Description
The StringSimilarity function calculates the similarity between two strings,
using either the Jaro, Jaro-Winkler, N-Gram, or Levenshtein distance.
The similarity is a value in the range [0, 1].
Usage
td_string_similarity_mle (
data = NULL,
comparison.columns = NULL,
case.sensitive = NULL,
accumulate = NULL,
data.sequence.column = NULL,
data.order.column = NULL
)
Arguments
data |
Required Argument.
Specifies the input tbl_teradatda object that contains the string pairs to be compared.
|
data.order.column |
Optional Argument.
Specifies Order By columns for "data".
Values to this argument can be provided as a vector, if multiple
columns are used for ordering.
Types: character OR vector of Strings (character)
|
comparison.columns |
Required Argument.
Syntax: comparison_type (column1, column2 [, constant]) AS output_column.
Specifies pairs of columns (column1 and column2) in the
input argument "data", that contain strings to be compared, how to compare them
(comparison_type), and (optionally) a constant and the name of the
output column for their similarity (output_column). The similarity is
a value in the range [0, 1].
For comparison_type, use one of these values:
"jaro": Jaro distance.
"jaro_winkler": Jaro-Winkler distance (1 for an exact match, 0 otherwise).
"n-gram": N-gram similarity. If you specify this comparison type, you
can specify the value of N with constant.
"LD": Levenshtein distance (the number of
edits needed to transform one string into the other, where edits
include insertions, deletions, or substitutions of individual
characters).
"LDWS": Levenshtein distance without substitution.
Number of edits needed to transform one string into the other using
only insertions or deletions of individual characters.
"OSA": Optimal string alignment distance. Number of edits needed to
transform one string into the other. Edits are insertions, deletions,
substitutions, or transpositions of characters. A substring can be
edited only once.
"DL": Damerau-Levenshtein distance. Like OSA, except that a
substring can be edited any number of times.
"hamming": Hamming distance. For strings of equal length, number
of positions where corresponding characters differ (that is, minimum number of
substitutions needed to transform one string into the other). For
strings of unequal length, -1.
"LCS": Longest common substring. Length of longest substring common to
both strings.
"jaccard": Jaccard indexed-based comparison.

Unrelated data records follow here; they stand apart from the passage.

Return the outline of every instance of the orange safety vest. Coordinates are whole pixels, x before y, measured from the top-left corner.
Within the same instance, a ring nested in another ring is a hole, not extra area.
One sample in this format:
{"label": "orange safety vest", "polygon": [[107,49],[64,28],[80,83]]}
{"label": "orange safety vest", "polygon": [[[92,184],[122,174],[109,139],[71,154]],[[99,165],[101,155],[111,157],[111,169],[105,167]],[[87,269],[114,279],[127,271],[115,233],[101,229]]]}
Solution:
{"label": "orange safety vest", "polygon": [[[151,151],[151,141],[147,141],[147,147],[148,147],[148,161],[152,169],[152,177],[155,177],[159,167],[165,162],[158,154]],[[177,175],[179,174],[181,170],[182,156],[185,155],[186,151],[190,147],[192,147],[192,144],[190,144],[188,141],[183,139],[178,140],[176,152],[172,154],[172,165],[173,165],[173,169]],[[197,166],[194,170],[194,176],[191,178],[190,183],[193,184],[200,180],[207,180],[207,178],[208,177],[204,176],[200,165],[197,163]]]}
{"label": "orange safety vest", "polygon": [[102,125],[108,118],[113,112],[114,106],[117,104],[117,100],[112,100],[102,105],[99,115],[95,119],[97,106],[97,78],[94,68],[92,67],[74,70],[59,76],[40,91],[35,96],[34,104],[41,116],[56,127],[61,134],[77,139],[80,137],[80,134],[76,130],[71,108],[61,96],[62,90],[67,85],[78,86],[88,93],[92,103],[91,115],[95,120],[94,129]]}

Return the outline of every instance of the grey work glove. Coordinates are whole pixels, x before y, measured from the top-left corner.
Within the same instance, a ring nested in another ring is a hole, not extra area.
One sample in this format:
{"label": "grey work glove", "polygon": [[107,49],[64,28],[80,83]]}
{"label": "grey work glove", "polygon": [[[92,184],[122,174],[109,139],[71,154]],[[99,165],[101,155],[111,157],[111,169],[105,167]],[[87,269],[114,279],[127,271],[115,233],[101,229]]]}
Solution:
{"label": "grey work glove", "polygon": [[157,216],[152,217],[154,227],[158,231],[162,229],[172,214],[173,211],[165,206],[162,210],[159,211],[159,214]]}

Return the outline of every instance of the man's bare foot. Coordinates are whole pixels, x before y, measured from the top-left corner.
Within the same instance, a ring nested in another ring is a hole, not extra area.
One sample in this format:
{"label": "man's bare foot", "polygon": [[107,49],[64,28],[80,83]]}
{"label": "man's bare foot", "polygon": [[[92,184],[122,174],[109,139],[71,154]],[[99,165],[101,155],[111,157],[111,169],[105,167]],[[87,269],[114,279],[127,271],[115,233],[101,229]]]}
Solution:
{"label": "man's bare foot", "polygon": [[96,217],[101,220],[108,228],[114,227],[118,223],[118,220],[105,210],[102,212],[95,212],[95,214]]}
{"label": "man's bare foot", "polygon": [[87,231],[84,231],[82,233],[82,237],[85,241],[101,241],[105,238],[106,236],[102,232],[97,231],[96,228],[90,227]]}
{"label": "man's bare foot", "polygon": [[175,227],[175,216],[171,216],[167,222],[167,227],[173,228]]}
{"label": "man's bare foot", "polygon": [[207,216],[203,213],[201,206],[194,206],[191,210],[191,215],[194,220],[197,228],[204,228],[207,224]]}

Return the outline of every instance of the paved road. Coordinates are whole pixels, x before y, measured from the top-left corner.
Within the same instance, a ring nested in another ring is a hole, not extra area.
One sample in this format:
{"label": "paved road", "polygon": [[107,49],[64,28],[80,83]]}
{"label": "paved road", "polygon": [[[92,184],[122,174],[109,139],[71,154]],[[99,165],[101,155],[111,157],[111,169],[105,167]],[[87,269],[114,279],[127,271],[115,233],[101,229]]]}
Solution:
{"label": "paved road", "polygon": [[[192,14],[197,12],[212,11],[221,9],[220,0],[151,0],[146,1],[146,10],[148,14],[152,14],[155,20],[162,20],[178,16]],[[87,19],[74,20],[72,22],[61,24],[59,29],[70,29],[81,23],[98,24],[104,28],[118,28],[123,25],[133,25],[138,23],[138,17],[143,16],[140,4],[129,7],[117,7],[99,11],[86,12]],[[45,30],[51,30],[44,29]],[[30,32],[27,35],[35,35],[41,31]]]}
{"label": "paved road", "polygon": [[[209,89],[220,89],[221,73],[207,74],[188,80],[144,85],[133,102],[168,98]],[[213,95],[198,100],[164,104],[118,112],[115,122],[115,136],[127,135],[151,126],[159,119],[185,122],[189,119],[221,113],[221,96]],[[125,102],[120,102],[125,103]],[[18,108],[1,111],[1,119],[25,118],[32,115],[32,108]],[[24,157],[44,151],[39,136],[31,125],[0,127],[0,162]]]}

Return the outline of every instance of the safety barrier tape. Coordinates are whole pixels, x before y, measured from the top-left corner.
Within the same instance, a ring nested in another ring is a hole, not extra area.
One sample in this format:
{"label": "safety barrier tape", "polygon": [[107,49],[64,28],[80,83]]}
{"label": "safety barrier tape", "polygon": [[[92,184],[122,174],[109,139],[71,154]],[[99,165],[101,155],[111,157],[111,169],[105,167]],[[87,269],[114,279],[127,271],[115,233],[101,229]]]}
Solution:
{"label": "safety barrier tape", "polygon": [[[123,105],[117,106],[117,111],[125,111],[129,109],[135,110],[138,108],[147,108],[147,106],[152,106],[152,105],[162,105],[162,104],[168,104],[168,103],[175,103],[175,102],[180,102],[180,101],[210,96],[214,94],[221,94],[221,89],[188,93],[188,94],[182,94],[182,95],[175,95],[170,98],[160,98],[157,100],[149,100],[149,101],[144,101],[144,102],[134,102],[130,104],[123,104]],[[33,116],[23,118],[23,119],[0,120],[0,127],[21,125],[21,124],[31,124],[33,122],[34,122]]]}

"cosine": Cosine similarity.
"soundexcode": Only for English strings: -1 if either string has a
non-English character; otherwise, 1 if their soundex codes are the
same and 0 otherwise.
You can specify a different comparison_type for every
pair of columns.
The default output_column is "sim_i", where i is the
sequence number of the column pair.
Types: character OR vector of characters
|
case.sensitive |
Optional Argument.
Specifies whether string comparison is case-sensitive. You can specify either
one value for all pairs or one value for each pair. If you specify one value for
each pair, then the ith value applies to the ith pair.
Default Value: FALSE
Types: logical OR vector of logicals
|
accumulate |
Optional Argument.
SSpecifies the names of columns in the input argument "data" to be copied to the
output tbl_teradata.
Types: character OR vector of Strings (character)
|
data.sequence.column |
Optional Argument.
Specifies the vector of column(s) that uniquely identifies each row
of the input argument "data". The argument is used to ensure
deterministic results for functions which produce results that vary
from run to run.
Types: character OR vector of Strings (character)
|
Value
Function returns an object of class "td_string_similarity_mle" which
is a named list containing object of class "tbl_teradata".
Named list member can be referenced directly with the "$" operator
using name: result.
Examples
# Get the current context/connection
con <- td_get_context()$connection
# Load example data.
loadExampleData("stringsimilarity_example", "strsimilarity_input")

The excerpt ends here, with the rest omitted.